Je suis de plus en plus persuadé de l’importance primordiale des idées, des idéologies (sans leur donner la définition restrictive des idéologies qui ont amené aux totalitarismes au siècle dernier, simplement des systèmes d’idées ouverts) comme moteur des changements des sociétés. Et sans vouloir être simpliste et manichéen je suis persuadé que le combat que je définirai, comme celui des Lumières contre l’obscurantisme est essentiel. Certes il en est d’autres, mais celui-ci traverse les siècles et se renouvelle sans cesse. Le dernier livre de Salman RUSHDIE « 2 ans, 8 mois et 28 nuits » ne raconte pas autre chose à sa manière poétique. Le combat d’Ibn Rushd, allias Averroès, et des ses successeurs intellectuels contre El Ghazali et ses successeurs intellectuels.

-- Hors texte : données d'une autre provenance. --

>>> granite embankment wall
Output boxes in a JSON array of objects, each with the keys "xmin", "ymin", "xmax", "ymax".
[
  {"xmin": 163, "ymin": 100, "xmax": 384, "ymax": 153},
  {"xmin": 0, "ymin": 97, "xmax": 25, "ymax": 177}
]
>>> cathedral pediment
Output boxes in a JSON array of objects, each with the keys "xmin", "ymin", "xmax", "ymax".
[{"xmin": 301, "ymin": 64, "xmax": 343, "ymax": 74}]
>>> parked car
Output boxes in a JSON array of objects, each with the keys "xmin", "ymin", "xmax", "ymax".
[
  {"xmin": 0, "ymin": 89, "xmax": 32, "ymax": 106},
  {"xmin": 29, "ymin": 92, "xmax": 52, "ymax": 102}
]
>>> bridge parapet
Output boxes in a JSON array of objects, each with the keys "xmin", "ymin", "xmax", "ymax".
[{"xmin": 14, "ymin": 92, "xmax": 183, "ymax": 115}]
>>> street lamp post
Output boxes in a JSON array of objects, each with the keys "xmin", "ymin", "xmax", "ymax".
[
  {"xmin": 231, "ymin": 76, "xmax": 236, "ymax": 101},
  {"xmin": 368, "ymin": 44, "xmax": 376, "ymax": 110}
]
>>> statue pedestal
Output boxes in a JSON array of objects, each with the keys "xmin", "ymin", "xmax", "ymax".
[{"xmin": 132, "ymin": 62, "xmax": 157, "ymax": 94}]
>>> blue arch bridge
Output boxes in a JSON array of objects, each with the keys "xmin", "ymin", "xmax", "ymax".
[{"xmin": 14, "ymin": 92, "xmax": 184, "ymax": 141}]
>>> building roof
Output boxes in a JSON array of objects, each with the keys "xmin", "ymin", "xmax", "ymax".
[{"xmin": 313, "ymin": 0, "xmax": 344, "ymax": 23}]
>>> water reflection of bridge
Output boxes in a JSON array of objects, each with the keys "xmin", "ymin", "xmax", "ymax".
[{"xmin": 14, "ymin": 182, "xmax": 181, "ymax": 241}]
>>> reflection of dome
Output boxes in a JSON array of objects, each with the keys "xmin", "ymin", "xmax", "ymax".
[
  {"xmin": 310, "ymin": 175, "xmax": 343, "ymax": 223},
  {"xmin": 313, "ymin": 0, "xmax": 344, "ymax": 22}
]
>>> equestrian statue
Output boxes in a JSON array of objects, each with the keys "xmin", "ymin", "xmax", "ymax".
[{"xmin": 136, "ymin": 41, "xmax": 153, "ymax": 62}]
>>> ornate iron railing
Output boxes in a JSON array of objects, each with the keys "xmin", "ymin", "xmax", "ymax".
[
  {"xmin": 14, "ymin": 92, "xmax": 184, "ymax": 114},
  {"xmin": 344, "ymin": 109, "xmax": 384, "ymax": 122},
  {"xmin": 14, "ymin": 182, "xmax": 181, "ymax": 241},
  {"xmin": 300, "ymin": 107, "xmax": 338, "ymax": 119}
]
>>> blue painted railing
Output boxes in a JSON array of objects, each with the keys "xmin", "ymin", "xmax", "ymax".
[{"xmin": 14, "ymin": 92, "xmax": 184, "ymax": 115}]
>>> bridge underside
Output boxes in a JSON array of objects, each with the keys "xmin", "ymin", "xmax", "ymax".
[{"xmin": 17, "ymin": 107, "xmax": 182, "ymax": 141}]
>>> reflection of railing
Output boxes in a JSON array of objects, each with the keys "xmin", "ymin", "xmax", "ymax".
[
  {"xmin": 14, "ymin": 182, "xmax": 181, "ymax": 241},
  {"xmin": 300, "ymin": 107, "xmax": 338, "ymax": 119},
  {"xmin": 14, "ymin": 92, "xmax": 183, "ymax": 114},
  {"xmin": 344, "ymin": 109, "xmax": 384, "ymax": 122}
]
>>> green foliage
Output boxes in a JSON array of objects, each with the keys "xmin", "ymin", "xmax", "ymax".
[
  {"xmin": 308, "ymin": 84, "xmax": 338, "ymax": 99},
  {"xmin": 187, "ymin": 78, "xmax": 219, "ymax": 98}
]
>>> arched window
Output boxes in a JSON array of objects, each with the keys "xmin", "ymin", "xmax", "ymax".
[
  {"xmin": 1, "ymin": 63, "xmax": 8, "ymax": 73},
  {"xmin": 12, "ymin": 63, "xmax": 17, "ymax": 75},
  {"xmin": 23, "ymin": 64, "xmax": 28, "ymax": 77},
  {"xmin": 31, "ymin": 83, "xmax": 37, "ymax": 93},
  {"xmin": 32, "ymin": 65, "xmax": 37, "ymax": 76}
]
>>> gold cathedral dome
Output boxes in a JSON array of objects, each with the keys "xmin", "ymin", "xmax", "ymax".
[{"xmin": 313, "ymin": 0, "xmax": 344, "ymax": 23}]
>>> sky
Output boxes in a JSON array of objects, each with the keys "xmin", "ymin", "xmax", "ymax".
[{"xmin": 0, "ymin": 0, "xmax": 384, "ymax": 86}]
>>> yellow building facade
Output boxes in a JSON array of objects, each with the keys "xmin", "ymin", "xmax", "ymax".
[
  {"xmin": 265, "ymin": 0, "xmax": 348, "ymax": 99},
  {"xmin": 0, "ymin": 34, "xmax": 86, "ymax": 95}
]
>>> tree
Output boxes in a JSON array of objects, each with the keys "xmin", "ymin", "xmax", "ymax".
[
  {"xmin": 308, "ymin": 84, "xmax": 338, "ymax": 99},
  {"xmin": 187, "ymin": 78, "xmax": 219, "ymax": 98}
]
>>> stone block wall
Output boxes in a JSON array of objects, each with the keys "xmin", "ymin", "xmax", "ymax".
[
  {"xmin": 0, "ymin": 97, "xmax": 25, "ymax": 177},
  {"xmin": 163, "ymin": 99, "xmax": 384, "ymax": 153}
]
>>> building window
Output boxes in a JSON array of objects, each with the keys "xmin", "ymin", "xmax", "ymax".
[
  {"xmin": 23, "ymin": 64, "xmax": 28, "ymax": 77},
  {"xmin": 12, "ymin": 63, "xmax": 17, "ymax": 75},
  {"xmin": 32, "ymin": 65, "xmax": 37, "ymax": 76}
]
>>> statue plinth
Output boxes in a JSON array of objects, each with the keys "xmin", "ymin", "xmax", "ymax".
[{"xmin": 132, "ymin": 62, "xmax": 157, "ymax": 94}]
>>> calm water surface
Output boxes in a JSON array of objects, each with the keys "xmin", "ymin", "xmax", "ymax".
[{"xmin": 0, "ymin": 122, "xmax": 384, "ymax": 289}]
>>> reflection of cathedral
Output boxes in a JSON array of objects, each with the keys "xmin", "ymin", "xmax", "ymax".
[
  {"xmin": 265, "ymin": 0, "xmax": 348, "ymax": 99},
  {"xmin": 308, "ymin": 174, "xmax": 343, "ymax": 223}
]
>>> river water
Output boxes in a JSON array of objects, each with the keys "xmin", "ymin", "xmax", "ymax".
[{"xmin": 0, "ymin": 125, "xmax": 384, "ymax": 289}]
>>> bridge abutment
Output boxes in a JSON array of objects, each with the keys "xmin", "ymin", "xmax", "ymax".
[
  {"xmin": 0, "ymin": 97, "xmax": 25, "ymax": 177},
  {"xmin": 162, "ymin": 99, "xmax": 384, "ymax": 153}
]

Quand je dis les Lumières, c’est pour faire court et simple. Car Averroès justement c’est 5 siècles avant Voltaire et il n’était pas le premier sur ce long chemin. Il s’agit des idées de libération de l’individu de toute domination intellectuelle en premier lieu, mais sociale également. Il s’agit du droit des individus qu’égrènent de manière fort proches toutes les Déclarations des Droits depuis celle des Etats Unis au 18ème Siècle. Il s’agit aussi en allant plus au fond de la libération de l’homme de l’emprise religieuse. Ce que Rushdie nomme en faisant parler Averroès par périphrase « les choses… qu’il est défendu de penser ou d’entendre », tout au moins dans son siècle et son milieu. Et sans cesse le renouvellement de la pensée et des réalités du monde retisse de nouvelles formes de l’obscurantisme, qui montent à l’assaut contre les Lumières. Ces formes de l’obscurantisme qui tentent de freiner, voire faire revenir en arrière sur les Droits à l’autonomie des individus. Généralement ils sont liés à des tentatives de revenir, de manière individuelle et sociale, à une religion ou à un succédané laïc qui en tient lieu. Presque toujours il s’agit de restreindre les droits des femmes, de les rabaisser.

Aujourd’hui, mais es-ce vraiment plus qu’à d’autres moments, nous assistons à des assauts obscurantistes de nombreux côtés. Je ne veux pas les hiérarchiser, simplement les citer dans le désordre, et j’en oublierai beaucoup. On peut penser aux climato-sceptiques qui, pour des raisons idéologues ou des intérêts personnels rejettent la réalité largement prouvé scientifiquement. On peut penser naturellement à tous les extrémistes religieux, et chaque religion en a, même les religions laïques, comme justement la laïcité pensée non comme une liberté de toutes les croyances, mais comme une contrainte sur toutes ou certaines croyances. On peut penser à la multiplication par Internet des toutes les théories du complot, qui sont devenues des manipulations par la diffusion permanente des mensonges les plus éhontés. La vitesse avec laquelle ils sont renouvelés gênant leur invalidation. Trump est passé champion en la matière. « Le Monde » de mercredi dernier citait Jean-Claude Michéa, nouveau gourou d’une pensée conservatrice qui fédère autour de lui un amalgame divers et nauséeux, qui se veut socialiste (Hitler et Mussolini aussi se prétendaient socialistes), mais aussi écologiste radical, qui se bat contre la libération des mœurs et proche de la manif pour tous, qui, au moins pour certains, se battent contre l’avortement et la contraception. On peut aussi penser aux radicaux d’extrême droite ou d’extrême gauche. Du Front National d’un côté et Mélenchon de l’autre saluant Castro et Chavez… Ah, la nostalgie du Che sur les tee-shirts des analphabètes politiques !

Contre toutes ces idées obscurantistes le combat est toujours celui de Voltaire et de son rire dévastateur, celui d’Averroès. C’est le combat de la culture, de l’intelligence, du débat, de la logique, de l’ouverture d’esprit, aux autres, qu’il faut mener en permanence.